Adding extra metadata. Postprocessing Filter or Dispatcher? #307

diegoeche · 2021-09-06T17:20:41Z

diegoeche
Sep 6, 2021

Hello everybody. Thanks for maintaining this amazing project! :D

In our team we use some custom properties to track user/app stuff. Something like:

%scala
spark.conf.set("spark.app.name", "Spline Test 01")

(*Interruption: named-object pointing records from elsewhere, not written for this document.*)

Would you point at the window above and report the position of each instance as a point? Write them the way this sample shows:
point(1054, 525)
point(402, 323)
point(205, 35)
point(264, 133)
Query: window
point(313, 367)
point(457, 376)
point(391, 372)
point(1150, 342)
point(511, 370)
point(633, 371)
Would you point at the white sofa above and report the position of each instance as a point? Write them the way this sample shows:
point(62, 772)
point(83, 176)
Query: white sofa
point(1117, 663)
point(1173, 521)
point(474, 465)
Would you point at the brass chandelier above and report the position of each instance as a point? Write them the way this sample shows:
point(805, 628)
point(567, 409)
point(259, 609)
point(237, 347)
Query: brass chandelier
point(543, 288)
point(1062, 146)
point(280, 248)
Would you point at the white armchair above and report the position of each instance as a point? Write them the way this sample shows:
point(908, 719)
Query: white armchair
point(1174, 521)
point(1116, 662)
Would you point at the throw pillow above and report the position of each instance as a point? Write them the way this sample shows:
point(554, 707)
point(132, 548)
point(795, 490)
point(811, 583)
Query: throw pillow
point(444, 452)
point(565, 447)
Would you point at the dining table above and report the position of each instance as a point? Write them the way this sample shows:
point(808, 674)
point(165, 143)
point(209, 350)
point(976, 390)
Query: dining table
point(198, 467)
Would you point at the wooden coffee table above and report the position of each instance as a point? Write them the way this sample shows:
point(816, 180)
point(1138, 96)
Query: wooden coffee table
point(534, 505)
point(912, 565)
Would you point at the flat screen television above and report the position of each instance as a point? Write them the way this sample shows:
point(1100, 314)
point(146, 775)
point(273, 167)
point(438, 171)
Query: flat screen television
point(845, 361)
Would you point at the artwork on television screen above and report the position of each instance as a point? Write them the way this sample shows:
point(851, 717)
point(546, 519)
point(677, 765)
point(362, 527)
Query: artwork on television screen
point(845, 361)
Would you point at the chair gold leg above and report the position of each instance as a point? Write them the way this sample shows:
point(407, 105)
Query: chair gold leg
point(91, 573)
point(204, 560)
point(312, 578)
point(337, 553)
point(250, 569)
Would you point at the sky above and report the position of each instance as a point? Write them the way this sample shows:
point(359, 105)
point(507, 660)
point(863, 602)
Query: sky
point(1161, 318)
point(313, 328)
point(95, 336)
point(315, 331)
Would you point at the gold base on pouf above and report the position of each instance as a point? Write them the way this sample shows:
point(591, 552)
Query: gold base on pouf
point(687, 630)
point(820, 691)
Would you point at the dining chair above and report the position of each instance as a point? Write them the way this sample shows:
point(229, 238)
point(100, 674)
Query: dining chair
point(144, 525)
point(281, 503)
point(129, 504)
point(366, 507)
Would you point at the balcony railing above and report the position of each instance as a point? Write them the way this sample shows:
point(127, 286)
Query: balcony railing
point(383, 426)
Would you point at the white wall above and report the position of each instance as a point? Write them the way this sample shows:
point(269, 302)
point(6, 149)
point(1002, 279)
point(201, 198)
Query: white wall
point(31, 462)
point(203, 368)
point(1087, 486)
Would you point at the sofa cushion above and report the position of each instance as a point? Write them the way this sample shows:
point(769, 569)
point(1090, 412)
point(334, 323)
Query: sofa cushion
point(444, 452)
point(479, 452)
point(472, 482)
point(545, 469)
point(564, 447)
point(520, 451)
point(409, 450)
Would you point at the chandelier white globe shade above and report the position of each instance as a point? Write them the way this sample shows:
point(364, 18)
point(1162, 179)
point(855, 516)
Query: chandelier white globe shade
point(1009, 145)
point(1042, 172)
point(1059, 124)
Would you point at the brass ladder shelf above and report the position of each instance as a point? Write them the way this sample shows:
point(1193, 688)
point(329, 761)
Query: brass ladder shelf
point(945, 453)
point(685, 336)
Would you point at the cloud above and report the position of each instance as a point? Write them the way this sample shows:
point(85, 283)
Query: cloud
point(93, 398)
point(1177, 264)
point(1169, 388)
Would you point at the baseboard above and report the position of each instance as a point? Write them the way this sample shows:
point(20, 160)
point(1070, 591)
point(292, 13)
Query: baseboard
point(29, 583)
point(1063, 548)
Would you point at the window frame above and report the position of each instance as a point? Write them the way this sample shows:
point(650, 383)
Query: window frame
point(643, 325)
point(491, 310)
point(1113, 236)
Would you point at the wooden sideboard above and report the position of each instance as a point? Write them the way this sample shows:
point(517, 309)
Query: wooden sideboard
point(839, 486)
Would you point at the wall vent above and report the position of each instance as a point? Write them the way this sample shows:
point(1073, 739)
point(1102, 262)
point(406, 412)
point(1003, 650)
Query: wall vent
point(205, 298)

I think I saw an example that used a Postprocessing Filter to add this information. But now I see that most of what I need to do could be done either with a Dispatcher or overriding a simple method:

override protected def userExtraMetadataProvider = new UserExtraMetaDataProvider {
    override def forExecEvent(event: ExecutionEvent, ctx: HarvestingContext): Map[String, Any] = Map("foo" -> "bar")
    override def forExecPlan(plan: ExecutionPlan, ctx: HarvestingContext): Map[String, Any] = Map("foo" -> "bar")
    override def forOperation(op: ReadOperation, ctx: HarvestingContext): Map[String, Any] = Map("foo" -> "bar")
    override def forOperation(op: WriteOperation, ctx: HarvestingContext): Map[String, Any] = Map("foo" -> "bar")
    override def forOperation(op: DataOperation, ctx: HarvestingContext): Map[String, Any] = Map("foo" -> "bar")
  }

Source: #35 (comment)

I also noticed declarative configuration of properties will be added in a next release. What's the preferred way? (Is anybody using Postprocessing filters for that?)

Answered by cerveada

Sep 7, 2021

LineageDispatcher

The goal of the dispatcher is to send the lineage data to the server. Currently we support kafka dispatcher, http dispatcher and some others for debuging and testing like logging dispatcher and console dispatcher. Typically you would implement your own dispatcher when you need another method of sending data like RabbitMq or store the data to S3 for some reason.

PostProcesingFilter

The goal of the filter is to change the lineage data before it is sent to the dispatcher. This might mean filtering out some sensitive data or adding additional information. Filters have access to the the original Spark LogicalPlan and the SparkSession as means of metadata.

UserExtraMetaDataPro…

View full answer

cerveada · 2021-09-07T07:09:08Z

cerveada
Sep 7, 2021
Maintainer

LineageDispatcher

The goal of the dispatcher is to send the lineage data to the server. Currently we support kafka dispatcher, http dispatcher and some others for debuging and testing like logging dispatcher and console dispatcher. Typically you would implement your own dispatcher when you need another method of sending data like RabbitMq or store the data to S3 for some reason.

PostProcesingFilter

The goal of the filter is to change the lineage data before it is sent to the dispatcher. This might mean filtering out some sensitive data or adding additional information. Filters have access to the the original Spark LogicalPlan and the SparkSession as means of metadata.

UserExtraMetaDataProvider

UserExtraMetaDataProvider is a predecessor of the PostProcesingFilter, and is now deprecated. It has very limited subset of capabilities of a filter. It might be removed in one of the next releases, so I don't recommend using it.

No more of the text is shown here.